Components of Storytelling
The components of storytelling include:
(1) the storyteller
(2) the recipient of the story
(3) the story itself
(4) the ambiance
(5) the key message of the story
The storyteller is the person who has experienced the event or was the recipient of the story from someone else. When a storyteller has experienced their story, it will often be shared vividly, accompanied by emotions that were felt at that moment. When a storyteller recounts someone else’ story, they are triggering others’ imagination while sharing their personal interpretation of what happened.
Any story recipient uses their personal experiences to understand what the story they are hearing is about, what can be learned from it and what can be further shared with others.
The story itself is the events as they unfolded, the emotions this triggered, the context and sequence of events led to main event unfolding.
The ambiance of a story will determine its effect. Listening to a story before bedtime, at the dinner table or while camping lends strength to stories. The same story told in different environments has varying impacts on both the storyteller and the listener.
Finally, the message of the story is the actual content that is being passed on. A message can range from something trivial to something so very profound which could change the world-view of the person hearing the story.

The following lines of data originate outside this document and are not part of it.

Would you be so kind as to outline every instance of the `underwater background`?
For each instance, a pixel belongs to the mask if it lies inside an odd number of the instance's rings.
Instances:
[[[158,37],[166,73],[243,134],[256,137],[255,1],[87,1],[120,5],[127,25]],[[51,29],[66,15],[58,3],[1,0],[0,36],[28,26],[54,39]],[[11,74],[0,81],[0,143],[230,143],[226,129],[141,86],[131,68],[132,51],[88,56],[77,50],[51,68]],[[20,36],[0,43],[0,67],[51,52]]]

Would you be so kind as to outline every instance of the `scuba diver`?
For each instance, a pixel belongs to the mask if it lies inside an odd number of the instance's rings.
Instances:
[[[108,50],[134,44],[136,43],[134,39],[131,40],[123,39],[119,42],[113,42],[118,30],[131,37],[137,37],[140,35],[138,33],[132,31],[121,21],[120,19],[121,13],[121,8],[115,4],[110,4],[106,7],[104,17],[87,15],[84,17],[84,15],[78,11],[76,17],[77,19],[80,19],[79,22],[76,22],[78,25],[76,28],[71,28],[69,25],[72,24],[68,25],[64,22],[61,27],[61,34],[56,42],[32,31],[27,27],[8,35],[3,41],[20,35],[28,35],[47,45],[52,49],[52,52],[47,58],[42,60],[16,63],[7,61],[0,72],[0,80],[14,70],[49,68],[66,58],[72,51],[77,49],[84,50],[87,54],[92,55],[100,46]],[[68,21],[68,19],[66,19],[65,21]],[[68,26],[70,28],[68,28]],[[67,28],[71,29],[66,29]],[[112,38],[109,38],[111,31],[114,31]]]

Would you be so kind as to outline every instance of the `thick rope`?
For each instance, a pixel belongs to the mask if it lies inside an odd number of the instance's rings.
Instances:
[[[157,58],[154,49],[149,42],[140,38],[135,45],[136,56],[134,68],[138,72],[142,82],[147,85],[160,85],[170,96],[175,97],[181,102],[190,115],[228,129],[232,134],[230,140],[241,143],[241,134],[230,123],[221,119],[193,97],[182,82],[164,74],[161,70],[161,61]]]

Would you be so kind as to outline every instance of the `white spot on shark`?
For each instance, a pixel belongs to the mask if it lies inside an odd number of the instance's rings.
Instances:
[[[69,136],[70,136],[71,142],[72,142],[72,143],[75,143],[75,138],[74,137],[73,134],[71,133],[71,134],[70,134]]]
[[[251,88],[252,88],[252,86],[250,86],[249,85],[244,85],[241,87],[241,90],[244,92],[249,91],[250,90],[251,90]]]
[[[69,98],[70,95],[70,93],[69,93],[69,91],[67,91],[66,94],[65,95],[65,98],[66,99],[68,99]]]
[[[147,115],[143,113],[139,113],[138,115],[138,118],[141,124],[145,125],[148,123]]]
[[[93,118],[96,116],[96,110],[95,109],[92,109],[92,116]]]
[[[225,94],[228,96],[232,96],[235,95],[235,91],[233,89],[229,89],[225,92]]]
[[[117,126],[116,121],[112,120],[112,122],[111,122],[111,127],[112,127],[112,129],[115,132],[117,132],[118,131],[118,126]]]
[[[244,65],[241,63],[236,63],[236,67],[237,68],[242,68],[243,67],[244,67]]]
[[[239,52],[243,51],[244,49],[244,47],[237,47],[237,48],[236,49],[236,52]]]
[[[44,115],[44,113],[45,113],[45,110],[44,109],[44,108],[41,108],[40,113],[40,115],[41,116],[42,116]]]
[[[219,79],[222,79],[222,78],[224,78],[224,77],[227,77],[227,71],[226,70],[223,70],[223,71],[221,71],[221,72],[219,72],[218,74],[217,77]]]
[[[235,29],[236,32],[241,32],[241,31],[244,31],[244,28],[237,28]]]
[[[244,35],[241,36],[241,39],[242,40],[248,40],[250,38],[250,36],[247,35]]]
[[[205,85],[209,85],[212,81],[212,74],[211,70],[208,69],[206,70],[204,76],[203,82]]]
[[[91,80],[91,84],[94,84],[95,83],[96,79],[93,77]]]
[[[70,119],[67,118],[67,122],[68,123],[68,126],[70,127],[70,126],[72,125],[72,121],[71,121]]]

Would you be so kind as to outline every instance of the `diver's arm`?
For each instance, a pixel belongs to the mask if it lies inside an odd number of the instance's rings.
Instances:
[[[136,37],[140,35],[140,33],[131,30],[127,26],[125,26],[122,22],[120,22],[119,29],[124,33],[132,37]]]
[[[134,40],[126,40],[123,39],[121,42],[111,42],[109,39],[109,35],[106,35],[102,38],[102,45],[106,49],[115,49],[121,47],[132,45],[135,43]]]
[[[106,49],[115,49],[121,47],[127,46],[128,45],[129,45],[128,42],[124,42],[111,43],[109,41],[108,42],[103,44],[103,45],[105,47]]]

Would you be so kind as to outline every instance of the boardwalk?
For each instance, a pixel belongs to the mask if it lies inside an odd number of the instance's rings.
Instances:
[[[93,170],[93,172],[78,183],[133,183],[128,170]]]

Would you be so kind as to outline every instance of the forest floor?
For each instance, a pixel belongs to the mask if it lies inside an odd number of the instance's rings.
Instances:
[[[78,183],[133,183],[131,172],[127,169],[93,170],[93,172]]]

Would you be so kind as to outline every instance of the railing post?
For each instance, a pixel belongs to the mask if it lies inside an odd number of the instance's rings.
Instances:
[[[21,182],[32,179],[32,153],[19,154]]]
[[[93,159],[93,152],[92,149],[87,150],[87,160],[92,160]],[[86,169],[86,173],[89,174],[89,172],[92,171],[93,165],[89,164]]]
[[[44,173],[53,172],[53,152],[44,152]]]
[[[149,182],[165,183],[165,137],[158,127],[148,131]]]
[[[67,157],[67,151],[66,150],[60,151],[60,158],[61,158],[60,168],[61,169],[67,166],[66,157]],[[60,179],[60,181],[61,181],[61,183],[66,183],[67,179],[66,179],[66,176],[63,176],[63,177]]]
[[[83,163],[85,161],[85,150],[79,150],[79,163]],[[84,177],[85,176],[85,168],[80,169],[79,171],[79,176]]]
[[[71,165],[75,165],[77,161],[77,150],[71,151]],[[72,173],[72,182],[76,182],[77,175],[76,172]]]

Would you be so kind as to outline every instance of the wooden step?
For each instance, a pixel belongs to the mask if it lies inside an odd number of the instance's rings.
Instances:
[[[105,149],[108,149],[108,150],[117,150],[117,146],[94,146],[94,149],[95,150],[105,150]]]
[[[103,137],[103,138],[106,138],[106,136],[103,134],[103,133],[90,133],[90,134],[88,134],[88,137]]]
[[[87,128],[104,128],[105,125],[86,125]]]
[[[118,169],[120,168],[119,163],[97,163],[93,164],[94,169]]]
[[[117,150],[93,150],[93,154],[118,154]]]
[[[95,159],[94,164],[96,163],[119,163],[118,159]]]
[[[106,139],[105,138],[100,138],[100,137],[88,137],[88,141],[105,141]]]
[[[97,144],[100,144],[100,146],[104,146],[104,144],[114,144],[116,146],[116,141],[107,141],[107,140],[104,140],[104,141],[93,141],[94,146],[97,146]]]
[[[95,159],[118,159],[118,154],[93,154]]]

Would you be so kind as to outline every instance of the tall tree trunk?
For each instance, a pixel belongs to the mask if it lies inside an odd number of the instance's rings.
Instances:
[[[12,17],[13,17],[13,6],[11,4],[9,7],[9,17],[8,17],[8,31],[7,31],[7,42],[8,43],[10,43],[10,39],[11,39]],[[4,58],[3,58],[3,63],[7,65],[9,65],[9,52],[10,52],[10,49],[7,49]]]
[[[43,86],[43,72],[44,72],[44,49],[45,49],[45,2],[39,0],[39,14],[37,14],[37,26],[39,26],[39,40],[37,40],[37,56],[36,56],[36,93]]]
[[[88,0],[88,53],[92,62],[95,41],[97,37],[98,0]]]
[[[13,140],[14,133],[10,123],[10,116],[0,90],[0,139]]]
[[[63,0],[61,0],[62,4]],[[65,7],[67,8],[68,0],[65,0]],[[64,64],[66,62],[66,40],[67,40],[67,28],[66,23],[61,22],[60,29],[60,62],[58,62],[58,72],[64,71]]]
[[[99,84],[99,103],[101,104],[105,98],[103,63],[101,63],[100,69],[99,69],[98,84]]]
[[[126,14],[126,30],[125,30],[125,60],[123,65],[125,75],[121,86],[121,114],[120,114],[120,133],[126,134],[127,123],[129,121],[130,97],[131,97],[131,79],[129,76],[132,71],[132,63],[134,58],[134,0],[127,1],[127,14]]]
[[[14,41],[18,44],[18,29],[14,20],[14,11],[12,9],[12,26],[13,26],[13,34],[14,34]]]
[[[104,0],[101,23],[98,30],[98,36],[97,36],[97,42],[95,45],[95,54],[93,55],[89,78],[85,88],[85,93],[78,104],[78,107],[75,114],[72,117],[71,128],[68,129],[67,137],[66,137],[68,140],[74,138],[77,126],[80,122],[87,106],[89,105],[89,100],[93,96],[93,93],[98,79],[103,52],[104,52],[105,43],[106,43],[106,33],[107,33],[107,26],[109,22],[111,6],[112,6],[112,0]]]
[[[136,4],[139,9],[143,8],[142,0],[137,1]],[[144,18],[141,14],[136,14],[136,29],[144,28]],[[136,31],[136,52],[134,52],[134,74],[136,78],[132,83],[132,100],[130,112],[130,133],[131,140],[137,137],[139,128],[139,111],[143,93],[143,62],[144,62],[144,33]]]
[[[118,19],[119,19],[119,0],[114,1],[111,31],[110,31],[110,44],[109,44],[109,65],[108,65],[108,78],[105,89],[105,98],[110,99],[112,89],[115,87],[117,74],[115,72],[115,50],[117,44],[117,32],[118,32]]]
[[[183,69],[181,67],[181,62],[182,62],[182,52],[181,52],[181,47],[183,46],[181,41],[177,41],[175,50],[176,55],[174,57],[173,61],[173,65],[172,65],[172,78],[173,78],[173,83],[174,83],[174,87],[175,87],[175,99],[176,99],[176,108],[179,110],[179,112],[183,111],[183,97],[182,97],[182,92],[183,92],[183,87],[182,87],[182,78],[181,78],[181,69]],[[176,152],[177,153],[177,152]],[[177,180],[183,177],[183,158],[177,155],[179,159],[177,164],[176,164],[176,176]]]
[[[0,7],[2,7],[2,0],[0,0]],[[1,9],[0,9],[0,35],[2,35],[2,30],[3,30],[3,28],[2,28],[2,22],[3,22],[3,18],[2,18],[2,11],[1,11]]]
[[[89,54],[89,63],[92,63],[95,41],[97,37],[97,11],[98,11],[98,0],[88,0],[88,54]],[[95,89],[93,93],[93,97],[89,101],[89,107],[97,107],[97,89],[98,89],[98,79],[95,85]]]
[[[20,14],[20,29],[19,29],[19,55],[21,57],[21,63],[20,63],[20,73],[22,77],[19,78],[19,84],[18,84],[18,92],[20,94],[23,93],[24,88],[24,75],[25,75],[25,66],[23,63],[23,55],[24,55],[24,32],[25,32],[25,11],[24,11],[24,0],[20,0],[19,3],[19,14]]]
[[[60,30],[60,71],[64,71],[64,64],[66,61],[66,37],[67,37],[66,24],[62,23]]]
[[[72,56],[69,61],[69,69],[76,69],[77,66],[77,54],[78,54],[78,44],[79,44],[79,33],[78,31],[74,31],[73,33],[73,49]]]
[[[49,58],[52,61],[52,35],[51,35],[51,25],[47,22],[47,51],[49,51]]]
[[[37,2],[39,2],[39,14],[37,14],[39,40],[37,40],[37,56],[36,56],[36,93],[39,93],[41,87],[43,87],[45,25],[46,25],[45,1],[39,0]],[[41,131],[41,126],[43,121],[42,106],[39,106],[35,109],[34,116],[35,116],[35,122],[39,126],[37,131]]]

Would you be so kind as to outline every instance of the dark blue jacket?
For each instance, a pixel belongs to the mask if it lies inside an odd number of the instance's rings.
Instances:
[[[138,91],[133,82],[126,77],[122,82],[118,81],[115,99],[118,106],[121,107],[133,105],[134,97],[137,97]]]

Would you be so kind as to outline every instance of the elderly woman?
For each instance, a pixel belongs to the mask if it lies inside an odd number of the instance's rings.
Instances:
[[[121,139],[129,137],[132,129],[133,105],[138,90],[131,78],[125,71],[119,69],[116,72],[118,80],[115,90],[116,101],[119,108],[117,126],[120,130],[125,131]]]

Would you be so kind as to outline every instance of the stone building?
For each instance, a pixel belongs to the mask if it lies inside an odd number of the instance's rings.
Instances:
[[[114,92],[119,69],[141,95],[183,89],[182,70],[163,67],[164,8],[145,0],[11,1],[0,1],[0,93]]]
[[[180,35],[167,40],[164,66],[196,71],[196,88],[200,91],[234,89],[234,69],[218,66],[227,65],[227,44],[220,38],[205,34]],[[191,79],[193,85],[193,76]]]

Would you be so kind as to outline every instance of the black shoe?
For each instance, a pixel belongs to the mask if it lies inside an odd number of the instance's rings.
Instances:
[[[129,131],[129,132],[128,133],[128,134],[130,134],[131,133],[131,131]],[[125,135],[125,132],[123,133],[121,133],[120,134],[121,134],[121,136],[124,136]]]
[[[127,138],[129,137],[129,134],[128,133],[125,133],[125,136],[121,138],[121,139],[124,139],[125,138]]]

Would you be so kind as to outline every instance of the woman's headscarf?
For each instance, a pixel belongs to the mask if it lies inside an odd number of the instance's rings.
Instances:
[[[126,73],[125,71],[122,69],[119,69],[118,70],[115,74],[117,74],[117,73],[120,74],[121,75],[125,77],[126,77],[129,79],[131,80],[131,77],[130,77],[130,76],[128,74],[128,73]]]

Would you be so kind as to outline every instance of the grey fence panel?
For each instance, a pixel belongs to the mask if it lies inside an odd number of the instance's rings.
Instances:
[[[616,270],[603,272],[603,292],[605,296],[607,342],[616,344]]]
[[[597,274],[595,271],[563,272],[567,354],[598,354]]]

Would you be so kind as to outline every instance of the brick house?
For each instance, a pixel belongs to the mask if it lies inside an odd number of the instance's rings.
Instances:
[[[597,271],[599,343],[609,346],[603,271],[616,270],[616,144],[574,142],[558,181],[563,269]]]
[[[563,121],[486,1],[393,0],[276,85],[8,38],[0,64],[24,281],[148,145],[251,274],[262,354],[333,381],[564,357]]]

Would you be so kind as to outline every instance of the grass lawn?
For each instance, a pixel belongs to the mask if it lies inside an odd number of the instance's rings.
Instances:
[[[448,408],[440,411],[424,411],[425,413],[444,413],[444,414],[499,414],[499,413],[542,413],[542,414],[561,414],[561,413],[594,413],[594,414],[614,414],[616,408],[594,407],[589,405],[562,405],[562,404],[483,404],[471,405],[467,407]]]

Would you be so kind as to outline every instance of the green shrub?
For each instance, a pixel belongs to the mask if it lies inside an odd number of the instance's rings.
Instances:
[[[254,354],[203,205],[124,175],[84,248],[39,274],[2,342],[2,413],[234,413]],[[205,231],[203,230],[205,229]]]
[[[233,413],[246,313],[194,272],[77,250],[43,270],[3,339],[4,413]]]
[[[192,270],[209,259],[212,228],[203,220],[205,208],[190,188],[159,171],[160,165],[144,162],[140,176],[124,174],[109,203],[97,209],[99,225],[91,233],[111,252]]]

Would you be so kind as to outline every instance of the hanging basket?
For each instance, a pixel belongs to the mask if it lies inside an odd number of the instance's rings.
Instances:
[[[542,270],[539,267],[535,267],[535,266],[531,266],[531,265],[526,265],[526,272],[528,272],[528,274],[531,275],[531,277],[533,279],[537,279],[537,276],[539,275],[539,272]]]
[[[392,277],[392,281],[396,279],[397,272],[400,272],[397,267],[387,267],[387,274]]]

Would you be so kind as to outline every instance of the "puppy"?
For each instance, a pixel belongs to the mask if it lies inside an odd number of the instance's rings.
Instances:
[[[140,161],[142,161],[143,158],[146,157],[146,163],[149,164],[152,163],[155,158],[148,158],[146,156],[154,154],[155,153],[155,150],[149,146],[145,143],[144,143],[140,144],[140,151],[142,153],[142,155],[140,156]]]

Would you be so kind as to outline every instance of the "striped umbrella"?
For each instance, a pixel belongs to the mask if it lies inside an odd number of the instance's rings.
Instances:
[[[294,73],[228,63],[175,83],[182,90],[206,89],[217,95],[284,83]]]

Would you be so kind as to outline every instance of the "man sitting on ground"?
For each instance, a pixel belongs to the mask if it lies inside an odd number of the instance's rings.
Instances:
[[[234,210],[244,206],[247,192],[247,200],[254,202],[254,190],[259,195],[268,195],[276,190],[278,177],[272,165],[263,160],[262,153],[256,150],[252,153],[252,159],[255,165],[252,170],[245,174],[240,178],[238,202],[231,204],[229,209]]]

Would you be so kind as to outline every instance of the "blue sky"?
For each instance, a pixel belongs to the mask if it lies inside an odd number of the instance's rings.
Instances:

Variations in these different elements that make up a good story will determine the effect a story has on individuals hearing it.
Aspects of Good Storytelling
(1) The story is told in a language that matches the intended recipient or audience. When telling a story that serves as a business pitch, chances are, you will need to use business jargon to get your message across. If you on the other hand are telling a story to a young person, and intend for them to understand the deep message you are trying to share, you will need to use language they tend to understand. You may for example need to include “slang” common to this age group.
(2) The story has to be relevant to both the storyteller and the audience. In other words the reason for sharing the story has an intended purpose and has an intended effect on the persons hearing it. Sometimes people share stories just because they remembered them. A more intentionally shared story however potentially creates an equally intentional learning experience between the storyteller and the listener. It is key therefore to always take into account the listener and adjust the story telling to accommodate for age difference, cultural inclination, personal experiences, educational levels, differences in communicational styles etc.
(3) The storyteller shares a story that is emotionally moving. The closer a person is / was to experiencing the story firsthand, the deeper the impact and the more vivid the sharing of the story will be. The further removed from the actual story, chances are the story will be subject to multiple interpretations and its authenticity, and with that, its impact on the hearer is likely to diminish. A story protagonist believes it the most – and this belief will often transfer to the audience, impacting more deeply.
How to improve your practice of Storytelling
The passage of time affects memories and how stories are remembered. Details fade, emotions diminish. What was once a very important story, shared at every opportunity may not be so important anymore. But, there will always be stories that last, that speak to the human imagination so deeply that they get repeated, they morph with time, adapt to culture, transcend generations because they represent the core hope, aspirations and fears of the human soul. These are the kinds of stories that you’d want to remember and share. Below are some SILKMentoring suggestions to help you with your practice of Storytelling:
1. Play-by-play. An intentionally shared story should have an intentional preparation that goes with it. This means that you have to begin by not just remembering the story or its relevance, but in writing, break it down into its component parts – identify the beginning, middle and an ending of a story. Take the story apart to identify and understand its key protagonists and what was learned. The act of physically breaking down a story will help you remember its relevant parts such as the people who were a part of it, what they felt, what you felt, and most importantly the message you learned that you are meaning to convey.
2. Pre-sleep replay. This practice involves retelling the story to yourself right before sleep, including remembering the associated feeling and mood.
3. Red Dot. This identifies the main message or feeling of your story, which you have to personally try to feel again and know so that you can convey it to your audience. Imagine a page from a book… your red dot is the one thing your listeners leave with. Mentally placing a red dot in your story ensures that you do not lose track of the message of the story and the intended reason for the sharing of the story in the first place.
The objective of a good story is to move a mind and heart… to see possibilities…. to arise…. to build faith… to connect……to empathize, to empower…..to connect.